- Born: June 2, 1830 Szczawno-Zdrój (Salzbrunn), Lower Silesia, Poland
- Died: February 12, 1897 (aged 67) Jawor (Jauer), Lower Silesia, Poland
- Scientific career
- Fields: Botany, Forestry

= Adolf Straehler =

Silesian forest scientist and plant collector

Adolf Straehler (also Strähler) (10. December 1829 – 12 February 1897) was a Silesian forester and botanist.

==Life==
Straehler was born in Szczawno-Zdrój (Salzbrunn), Lower Silesian, Poland. He first attended his local village school, before attending the secondary school in Kamienna Góra (Landeshut), where he was taught by Conrector Höger who cultivated Straehler's life-long interest of flora. He completed a forestry apprenticeship in Unisław Śląski (Langwaltersdorf) and then undertook military service in the Garde-Jäger-Bataillon.

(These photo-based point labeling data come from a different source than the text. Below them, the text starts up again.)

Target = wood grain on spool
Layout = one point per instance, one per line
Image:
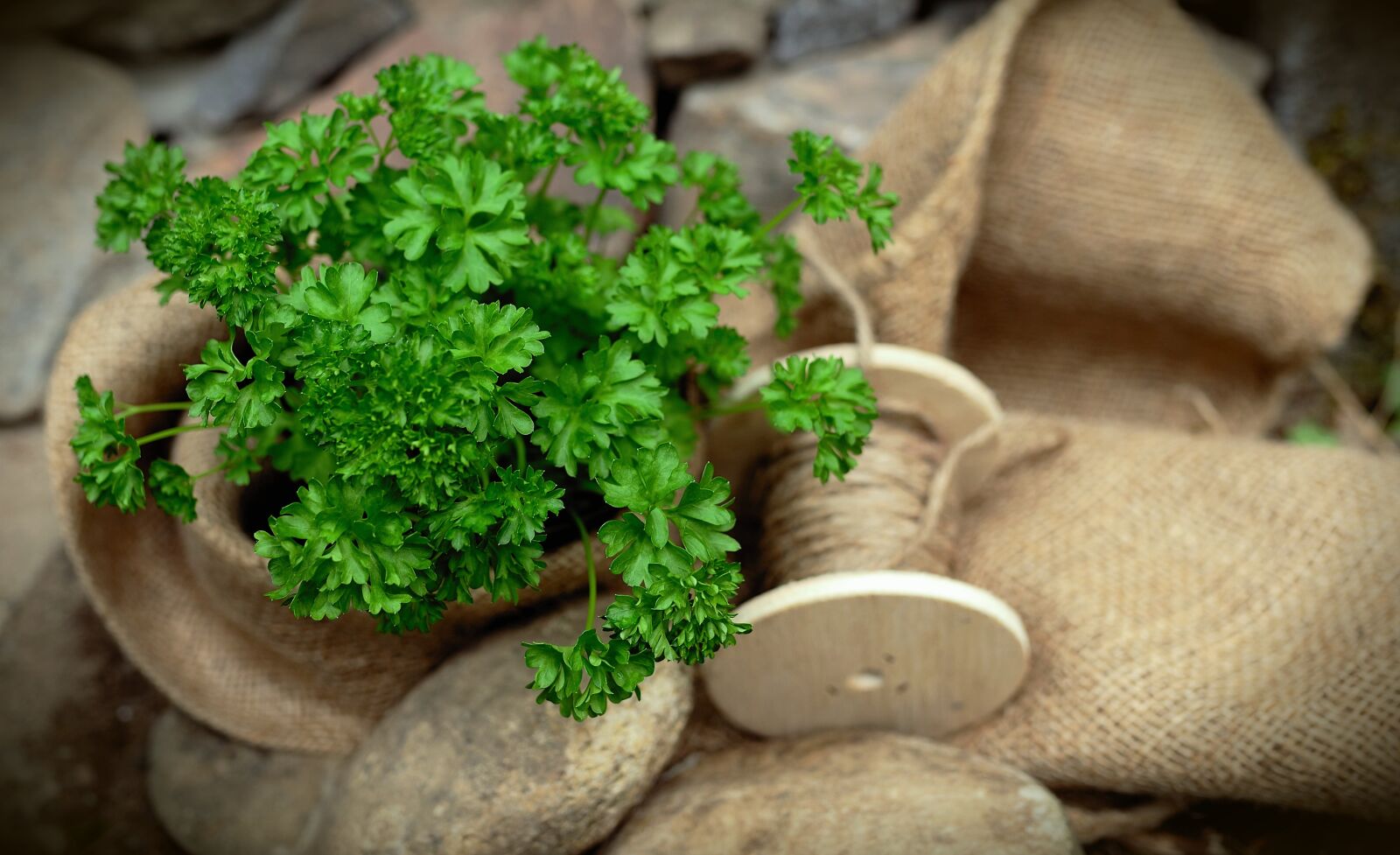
(875, 647)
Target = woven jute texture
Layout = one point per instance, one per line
(188, 603)
(1105, 227)
(1099, 221)
(1208, 616)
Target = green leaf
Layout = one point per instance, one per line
(219, 248)
(226, 390)
(613, 673)
(342, 292)
(597, 408)
(1311, 432)
(108, 457)
(431, 98)
(142, 189)
(648, 480)
(503, 336)
(472, 207)
(303, 160)
(826, 399)
(172, 487)
(342, 546)
(830, 186)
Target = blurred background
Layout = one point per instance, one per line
(79, 77)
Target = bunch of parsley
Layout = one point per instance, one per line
(431, 345)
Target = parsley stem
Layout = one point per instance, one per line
(592, 219)
(543, 185)
(161, 408)
(174, 431)
(744, 406)
(588, 563)
(791, 209)
(210, 471)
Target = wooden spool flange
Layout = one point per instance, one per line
(875, 647)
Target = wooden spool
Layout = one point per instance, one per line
(875, 647)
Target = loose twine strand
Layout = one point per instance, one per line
(892, 511)
(898, 509)
(888, 514)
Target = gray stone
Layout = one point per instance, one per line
(844, 94)
(468, 763)
(802, 27)
(697, 39)
(840, 794)
(28, 525)
(265, 69)
(74, 722)
(146, 27)
(62, 116)
(1334, 93)
(220, 796)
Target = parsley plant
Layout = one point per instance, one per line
(431, 345)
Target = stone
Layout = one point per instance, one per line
(221, 796)
(469, 764)
(693, 39)
(28, 525)
(62, 116)
(74, 722)
(802, 27)
(844, 94)
(150, 27)
(478, 32)
(1334, 93)
(840, 794)
(265, 69)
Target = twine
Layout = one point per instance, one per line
(888, 514)
(891, 513)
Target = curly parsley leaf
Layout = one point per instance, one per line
(228, 390)
(342, 546)
(172, 488)
(828, 399)
(597, 409)
(430, 101)
(613, 672)
(472, 207)
(830, 186)
(342, 292)
(142, 189)
(108, 457)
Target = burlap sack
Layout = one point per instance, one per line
(1208, 616)
(188, 603)
(1099, 221)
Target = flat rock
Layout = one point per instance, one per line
(469, 764)
(221, 796)
(697, 39)
(802, 27)
(74, 722)
(846, 794)
(265, 67)
(144, 27)
(62, 116)
(844, 94)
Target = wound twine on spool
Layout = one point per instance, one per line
(861, 623)
(886, 514)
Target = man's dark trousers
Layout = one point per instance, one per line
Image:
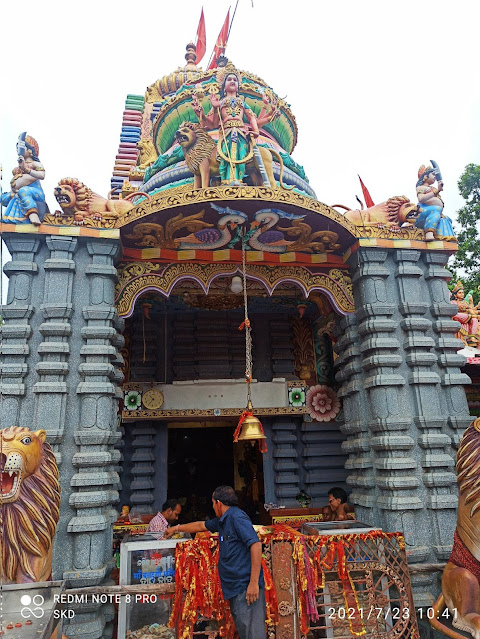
(249, 619)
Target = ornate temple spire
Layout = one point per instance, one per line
(191, 57)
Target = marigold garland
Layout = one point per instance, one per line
(198, 590)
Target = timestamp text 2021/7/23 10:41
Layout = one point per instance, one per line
(394, 613)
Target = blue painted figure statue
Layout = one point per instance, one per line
(430, 206)
(25, 204)
(226, 114)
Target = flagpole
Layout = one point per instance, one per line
(231, 22)
(213, 52)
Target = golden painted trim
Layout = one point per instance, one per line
(133, 415)
(185, 196)
(138, 277)
(402, 243)
(71, 231)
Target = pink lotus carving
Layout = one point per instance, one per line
(322, 403)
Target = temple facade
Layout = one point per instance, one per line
(121, 334)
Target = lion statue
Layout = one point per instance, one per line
(393, 213)
(79, 201)
(200, 152)
(148, 154)
(461, 576)
(30, 501)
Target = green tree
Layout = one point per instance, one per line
(466, 264)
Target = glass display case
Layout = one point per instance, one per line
(146, 561)
(31, 611)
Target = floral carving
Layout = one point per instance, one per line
(322, 403)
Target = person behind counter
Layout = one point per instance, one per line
(171, 510)
(337, 509)
(239, 564)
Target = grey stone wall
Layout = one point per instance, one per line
(404, 401)
(60, 368)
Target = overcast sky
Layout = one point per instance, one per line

After completing his service, Straehler was employed as a forestry assistant at Pszczyna (Pless) and Glinik Nowy (Neuhain). In 1858 he was transferred to Sokołowsko (Görbersdorf) and promoted to the district's forester.

In 1880, he became the chief forester at Leśniczówka Smolary (Theerkeute), and it is in Leśniczówka Smolary that he started to publish his studies of the local flora. He retired in 1890 and moved to Jawor (Jauer) to be closer to family. He died after a period of poor health in 1897.

==Published major works==

- Adolf Straehler (1891) "Flora von Theerkeute im Kreise Czarnikau der Provinz Posen." Deutsche botanische Monatsschrift 9:9-13.
- Adolf Straehler (1896) "Floristische Skizze der Oberförsterei Theerkeute." Zeitschrift der Botanischen Abteilung 3:71-74.
- Adolf Straehler (1897) "Einiges über das Sammeln, Präparieren und Aufbewahren der Herbarpflanzene." Zeitschrift der Botanischen Abteilung 3:91-93.

==Taxonomic contributions and standard author abbreviation==

He named the following willow hybrids:
- Salix × hirtii Strähler.
- Salix × marchiaca Strähler.

==Botanical collections==

Straehler's plant collections are held in various European herbaria, including the Wroclaw University herbarium, the herbarium of the Bucharest Botanical Garden, the University of Copenhagen herbarium, the Royal Botanic Garden Edinburgh, Naturalis Leiden, the Komarov Botanical Institute, and the National Museum Wales. In Australasia, specimens are held by the National Herbarium of Victoria, Royal Botanic Gardens Victoria.